Elle ouvrit à Fansat et le fit entrer, en lui disant des paroles d’amitié et de merci. Elle avait préparé un tourain qui est un bouillon à la farine de blé, relevée d’une gousse d’ail ou d’un oignon frit dans du lard.
—Asseyez-vous et mangez un peu. Il fait loin de Ballanges à la Genette.

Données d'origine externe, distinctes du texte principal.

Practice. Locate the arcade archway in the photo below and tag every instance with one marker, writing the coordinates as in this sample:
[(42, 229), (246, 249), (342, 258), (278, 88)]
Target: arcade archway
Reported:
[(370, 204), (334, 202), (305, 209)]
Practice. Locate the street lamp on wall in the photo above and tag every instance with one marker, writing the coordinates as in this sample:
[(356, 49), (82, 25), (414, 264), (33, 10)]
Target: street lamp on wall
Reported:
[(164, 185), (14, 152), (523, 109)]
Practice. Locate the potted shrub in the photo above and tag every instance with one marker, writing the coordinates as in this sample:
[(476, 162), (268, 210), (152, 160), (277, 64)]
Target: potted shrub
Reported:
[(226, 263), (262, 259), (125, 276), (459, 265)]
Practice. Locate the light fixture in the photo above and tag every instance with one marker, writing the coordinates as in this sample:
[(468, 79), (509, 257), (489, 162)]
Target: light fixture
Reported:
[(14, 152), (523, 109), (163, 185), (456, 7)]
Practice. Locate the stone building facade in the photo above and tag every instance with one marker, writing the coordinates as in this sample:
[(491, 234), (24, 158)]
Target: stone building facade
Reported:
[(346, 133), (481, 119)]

Elle posa sur une serviette de chanvre une bouteille de cidre bouché, et une assiette de salé.
Fansat, plaçant ses hardes dans un coin, la remercia bien poliment. Il mangea la soupe chaude et but un bon coup.
De derrière les rideaux à fleurs qui fermaient de tous les côtés son lit, le vieux Villard envoya à Lionnou Fansat un salut tout enroué.
—Je peux point me lever encore, mon pauvre.
—Vous tracassez point, repartit Fansat. On fera ça qu’il faut.
La mère à son tour s’éveilla, fit entendre quelques plaintes et se rendormit.
—Ne faisons pas de bruit, dit Aimée. Laissons-les dormir. Pourvu que les petits soient réveillés une heure avant la classe; ça suffit. Il faut du sommeil à ce petit monde.
Brunette qui avait grondé quelque temps se tut, et levant son nez fin vers Lionnou, elle devinait un ami.